On 6/19/2013 10:00 AM, Morten Rasmussen wrote:
On Wed, Jun 19, 2013 at 04:39:39PM +0100, Arjan van de Ven wrote:
On 6/18/2013 10:47 AM, David Lang wrote:
It's bad enough trying to guess the needs of the processes, but if you also are reduced to guessing the capabilities of the cores, how can anything be made to work?
btw one way to look at this is to assume that (with some minimal hinting) the CPU driver will do the right thing and get you just about the best performance you can get (that is appropriate for the task at hand)... ... and don't do anything in the scheduler proactively.
If I understand correctly, you mean if your hardware/firmware is fully
hardware, firmware and the driver
in control of the p-state selection and changes it fast enough to match the current load, the scheduler doesn't have to care? By fast enough I mean, faster than the scheduler would notice if a cpu was temporarily overloaded at a low p-state. In that case, you wouldn't need cpufreq/p-state hints, and the scheduler would only move tasks between cpus when cpus are fully loaded at their max p-state.
with the migration hint, I'm pretty sure we'll be there today typically. we'll notice within 10 msec regardless, but the migration hint will take the edge of those 10 msec normally.
I would argue that the "at their max p-state" in your sentence needs to go away. since you don't know what you actually are except in hindsight. And even then you don't know if you could have gone higher or not.

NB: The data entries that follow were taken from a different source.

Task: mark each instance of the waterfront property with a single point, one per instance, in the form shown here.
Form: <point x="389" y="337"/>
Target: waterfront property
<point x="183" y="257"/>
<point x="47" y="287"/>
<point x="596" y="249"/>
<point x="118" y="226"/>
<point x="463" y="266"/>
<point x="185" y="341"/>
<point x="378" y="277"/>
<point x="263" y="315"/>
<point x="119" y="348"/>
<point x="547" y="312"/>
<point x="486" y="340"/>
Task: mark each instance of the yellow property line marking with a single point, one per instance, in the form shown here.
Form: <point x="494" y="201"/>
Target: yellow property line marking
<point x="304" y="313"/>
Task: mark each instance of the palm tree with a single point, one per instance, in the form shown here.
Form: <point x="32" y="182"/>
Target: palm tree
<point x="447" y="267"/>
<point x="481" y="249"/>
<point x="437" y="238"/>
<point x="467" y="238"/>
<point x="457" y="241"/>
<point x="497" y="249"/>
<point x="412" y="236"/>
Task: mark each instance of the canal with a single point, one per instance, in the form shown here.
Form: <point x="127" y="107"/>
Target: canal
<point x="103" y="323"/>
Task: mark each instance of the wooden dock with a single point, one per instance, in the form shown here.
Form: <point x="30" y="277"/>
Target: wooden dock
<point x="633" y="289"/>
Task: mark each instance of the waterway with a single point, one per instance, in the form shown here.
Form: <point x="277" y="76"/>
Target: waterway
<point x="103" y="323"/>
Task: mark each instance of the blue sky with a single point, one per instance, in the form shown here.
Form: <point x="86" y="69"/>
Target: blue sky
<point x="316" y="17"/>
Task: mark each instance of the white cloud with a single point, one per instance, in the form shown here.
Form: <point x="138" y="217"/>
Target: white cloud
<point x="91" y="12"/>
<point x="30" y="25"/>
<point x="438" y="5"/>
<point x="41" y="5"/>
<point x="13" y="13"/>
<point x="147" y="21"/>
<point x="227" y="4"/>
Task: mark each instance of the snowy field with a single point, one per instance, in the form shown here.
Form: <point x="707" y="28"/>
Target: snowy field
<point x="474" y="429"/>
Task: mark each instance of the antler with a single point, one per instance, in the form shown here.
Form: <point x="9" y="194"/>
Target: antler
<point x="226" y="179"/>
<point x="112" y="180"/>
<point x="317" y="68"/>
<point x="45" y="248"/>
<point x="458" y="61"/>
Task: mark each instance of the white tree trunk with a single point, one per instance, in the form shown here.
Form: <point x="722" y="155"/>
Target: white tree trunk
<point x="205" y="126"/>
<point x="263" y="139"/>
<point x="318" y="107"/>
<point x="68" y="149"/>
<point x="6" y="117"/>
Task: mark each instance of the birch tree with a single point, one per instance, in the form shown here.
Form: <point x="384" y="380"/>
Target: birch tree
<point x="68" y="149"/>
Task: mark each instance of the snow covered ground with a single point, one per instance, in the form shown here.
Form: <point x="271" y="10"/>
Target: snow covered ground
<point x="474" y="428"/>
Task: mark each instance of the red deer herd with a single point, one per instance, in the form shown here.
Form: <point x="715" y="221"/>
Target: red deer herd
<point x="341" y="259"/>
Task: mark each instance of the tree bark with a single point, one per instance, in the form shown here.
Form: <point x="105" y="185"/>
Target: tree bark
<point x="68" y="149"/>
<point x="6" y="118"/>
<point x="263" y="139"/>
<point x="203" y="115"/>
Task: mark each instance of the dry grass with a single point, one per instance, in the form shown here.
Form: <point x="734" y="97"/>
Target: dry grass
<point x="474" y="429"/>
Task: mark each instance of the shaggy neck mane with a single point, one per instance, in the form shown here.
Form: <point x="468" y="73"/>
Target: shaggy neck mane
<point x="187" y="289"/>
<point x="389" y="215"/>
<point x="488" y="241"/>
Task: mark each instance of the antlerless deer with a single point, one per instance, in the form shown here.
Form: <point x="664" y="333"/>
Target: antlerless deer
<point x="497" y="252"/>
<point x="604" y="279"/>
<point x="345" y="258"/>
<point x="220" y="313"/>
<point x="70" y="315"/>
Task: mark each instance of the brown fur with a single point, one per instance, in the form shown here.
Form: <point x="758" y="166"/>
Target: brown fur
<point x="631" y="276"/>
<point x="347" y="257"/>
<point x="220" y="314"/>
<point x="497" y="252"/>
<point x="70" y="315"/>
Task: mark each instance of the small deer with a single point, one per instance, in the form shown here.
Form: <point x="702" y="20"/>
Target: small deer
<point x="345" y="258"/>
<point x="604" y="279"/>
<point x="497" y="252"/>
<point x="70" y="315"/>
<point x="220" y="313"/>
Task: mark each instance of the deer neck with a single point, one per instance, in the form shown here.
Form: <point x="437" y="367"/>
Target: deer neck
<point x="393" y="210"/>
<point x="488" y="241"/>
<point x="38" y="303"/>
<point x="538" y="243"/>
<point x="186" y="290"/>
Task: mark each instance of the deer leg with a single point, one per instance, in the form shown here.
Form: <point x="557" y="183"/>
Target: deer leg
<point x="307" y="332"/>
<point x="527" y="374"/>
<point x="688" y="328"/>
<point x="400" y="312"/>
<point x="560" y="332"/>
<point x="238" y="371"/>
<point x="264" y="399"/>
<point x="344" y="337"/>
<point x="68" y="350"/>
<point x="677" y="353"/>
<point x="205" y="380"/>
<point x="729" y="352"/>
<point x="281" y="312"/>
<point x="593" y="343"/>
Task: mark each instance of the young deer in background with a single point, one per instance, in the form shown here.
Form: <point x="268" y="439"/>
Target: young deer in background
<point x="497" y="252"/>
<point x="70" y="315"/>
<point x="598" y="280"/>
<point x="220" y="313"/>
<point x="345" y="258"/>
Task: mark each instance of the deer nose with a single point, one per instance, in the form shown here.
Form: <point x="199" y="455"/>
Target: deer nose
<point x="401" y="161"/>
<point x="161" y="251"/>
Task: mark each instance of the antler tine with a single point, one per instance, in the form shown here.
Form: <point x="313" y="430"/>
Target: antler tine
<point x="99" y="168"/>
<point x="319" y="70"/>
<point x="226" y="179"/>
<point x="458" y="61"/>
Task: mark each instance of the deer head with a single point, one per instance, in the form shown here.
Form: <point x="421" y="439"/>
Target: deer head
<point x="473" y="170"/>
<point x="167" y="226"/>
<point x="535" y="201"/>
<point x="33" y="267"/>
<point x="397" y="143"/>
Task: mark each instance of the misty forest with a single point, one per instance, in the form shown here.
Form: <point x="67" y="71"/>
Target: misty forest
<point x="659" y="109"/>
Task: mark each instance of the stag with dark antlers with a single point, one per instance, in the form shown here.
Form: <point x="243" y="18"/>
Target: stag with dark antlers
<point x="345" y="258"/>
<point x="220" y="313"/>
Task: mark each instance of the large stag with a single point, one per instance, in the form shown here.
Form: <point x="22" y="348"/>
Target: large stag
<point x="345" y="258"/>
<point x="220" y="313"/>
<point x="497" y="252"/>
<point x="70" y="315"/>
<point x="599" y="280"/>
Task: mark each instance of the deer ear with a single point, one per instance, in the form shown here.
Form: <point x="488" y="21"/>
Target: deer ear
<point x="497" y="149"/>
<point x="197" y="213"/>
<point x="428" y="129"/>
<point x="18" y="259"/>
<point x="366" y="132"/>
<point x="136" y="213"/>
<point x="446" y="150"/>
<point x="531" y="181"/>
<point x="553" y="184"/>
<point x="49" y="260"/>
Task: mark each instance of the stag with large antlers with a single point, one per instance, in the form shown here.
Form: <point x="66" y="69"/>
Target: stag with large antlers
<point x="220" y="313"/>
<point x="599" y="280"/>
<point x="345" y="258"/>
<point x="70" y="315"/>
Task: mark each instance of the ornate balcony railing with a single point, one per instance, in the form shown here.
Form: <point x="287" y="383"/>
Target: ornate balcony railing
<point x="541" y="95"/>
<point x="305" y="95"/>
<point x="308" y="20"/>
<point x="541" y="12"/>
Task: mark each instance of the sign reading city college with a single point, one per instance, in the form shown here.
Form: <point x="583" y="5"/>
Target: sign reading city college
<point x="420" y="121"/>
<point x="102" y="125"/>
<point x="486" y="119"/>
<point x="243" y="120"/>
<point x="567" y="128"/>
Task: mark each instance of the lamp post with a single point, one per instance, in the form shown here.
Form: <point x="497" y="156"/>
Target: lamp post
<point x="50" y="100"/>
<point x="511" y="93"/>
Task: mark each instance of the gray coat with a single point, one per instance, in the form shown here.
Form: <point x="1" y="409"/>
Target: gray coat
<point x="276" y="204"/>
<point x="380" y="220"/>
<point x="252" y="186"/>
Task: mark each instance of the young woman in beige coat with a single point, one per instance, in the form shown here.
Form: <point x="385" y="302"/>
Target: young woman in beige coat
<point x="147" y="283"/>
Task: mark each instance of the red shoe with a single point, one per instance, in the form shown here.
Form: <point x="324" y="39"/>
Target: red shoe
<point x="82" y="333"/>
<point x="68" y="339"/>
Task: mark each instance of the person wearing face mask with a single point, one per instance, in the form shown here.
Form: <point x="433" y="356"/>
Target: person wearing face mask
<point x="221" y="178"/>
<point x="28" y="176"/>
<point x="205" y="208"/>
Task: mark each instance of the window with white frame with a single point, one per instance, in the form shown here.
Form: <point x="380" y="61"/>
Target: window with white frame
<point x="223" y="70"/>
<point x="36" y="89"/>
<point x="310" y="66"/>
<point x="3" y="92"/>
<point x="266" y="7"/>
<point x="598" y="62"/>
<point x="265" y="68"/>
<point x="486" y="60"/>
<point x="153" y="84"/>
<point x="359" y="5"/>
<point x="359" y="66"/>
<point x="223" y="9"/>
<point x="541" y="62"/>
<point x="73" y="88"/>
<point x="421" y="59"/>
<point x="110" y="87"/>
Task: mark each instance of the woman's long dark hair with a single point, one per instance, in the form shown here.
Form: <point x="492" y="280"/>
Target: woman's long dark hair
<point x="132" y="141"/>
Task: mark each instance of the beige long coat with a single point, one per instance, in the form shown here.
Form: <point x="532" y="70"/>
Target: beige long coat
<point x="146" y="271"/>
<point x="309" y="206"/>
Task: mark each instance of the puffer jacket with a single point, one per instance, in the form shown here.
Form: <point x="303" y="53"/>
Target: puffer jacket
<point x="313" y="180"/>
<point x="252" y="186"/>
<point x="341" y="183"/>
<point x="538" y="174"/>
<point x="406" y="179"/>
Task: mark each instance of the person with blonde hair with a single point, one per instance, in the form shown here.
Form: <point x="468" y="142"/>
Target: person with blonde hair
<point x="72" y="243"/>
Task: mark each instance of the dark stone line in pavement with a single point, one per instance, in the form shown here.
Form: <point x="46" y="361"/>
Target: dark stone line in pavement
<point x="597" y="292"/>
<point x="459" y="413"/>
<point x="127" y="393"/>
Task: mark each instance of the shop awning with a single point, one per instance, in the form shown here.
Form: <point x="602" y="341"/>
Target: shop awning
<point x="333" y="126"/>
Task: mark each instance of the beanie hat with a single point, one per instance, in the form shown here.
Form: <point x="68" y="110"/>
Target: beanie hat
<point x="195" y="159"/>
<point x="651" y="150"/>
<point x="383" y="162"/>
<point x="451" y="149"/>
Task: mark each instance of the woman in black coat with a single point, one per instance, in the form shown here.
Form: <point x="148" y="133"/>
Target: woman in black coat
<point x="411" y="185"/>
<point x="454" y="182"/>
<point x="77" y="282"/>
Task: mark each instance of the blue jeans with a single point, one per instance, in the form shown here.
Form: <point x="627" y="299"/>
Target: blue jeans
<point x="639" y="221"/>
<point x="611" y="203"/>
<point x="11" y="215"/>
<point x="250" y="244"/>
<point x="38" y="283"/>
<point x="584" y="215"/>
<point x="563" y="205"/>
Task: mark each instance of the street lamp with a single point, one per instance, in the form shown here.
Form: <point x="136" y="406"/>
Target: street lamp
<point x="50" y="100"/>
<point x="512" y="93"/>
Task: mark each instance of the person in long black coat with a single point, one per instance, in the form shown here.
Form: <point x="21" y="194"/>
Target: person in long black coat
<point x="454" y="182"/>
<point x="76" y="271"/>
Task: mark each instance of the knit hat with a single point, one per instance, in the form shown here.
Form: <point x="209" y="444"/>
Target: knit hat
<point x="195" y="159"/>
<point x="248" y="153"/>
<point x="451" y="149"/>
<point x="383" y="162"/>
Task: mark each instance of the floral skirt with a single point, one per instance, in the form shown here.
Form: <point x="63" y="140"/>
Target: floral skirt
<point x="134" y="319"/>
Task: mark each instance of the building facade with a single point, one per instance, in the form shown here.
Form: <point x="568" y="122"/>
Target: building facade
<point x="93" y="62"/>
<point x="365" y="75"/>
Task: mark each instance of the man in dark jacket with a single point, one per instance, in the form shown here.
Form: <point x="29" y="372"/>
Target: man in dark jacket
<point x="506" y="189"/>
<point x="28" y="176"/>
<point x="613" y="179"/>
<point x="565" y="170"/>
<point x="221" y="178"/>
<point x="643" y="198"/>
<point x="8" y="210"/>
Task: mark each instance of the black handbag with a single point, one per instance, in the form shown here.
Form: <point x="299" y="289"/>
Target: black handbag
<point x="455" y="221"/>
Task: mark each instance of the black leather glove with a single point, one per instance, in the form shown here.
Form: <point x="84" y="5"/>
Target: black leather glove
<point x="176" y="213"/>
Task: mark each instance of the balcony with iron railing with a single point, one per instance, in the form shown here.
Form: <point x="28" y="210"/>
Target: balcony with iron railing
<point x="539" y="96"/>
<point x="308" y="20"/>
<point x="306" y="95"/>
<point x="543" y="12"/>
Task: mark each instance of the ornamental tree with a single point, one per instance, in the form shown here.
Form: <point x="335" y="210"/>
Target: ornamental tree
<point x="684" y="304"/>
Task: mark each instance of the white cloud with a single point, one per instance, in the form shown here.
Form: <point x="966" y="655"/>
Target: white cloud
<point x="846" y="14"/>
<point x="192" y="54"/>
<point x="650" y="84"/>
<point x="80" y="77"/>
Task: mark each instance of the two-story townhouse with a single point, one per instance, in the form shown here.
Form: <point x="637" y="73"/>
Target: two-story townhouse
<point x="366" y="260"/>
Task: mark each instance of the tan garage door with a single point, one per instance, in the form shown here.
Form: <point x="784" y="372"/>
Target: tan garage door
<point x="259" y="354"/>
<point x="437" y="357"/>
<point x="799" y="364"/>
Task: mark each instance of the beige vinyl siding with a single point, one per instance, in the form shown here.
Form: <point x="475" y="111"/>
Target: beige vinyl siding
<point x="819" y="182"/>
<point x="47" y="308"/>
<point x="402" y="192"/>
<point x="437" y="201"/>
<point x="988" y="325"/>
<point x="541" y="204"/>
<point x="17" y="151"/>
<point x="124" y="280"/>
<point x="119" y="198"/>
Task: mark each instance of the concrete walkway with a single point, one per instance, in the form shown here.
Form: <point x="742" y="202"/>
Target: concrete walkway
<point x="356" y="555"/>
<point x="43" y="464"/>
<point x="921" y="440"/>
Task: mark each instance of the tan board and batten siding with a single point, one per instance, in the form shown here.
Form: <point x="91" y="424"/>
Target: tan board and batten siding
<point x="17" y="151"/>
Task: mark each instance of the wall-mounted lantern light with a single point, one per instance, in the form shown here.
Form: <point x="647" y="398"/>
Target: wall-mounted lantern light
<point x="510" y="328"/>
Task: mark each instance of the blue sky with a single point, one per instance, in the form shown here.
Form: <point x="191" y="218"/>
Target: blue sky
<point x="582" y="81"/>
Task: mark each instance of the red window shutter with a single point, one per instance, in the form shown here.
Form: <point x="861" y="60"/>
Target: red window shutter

the hints I have in mind are not all that complex; we have the biggest issues today around task migration (the task migrates to a cold cpu... so a simple notifier chain on the new cpu as it is accepting a task and we can bump it up), real time tasks (again, simple notifier chain to get you to a predictably high performance level) and we're a long way better than we are today in terms of actual problems.
For all the talk of ondemand (as ARM still uses that today)... that guy puts you in either the lowest or highest frequency over 95% of the time. Other non-cpufreq solutions like on Intel are bit more advanced (and will grow more so over time), but even there, in the grand scheme of things, the scheduler shouldn't have to care anymore with those two notifiers in place.
You would need more than a few hints to implement more advanced capacity management like proposed for the power scheduler. I believe that Intel would benefit as well from guiding the scheduler to idle the right cpu to enable deeper idle states and/or enable turbo-boost for other cpus.
that's an interesting theory. I've yet to see any way to actually have that do something useful.
yes there is some value in grouping a lot of very short tasks together. not a lot of value, but at least some.
and there is some value in the grouping within a package (to a degree) thing.
(both are basically "statistically, sort left" as policy)
more finegrained than that (esp tied to P states).. not so much.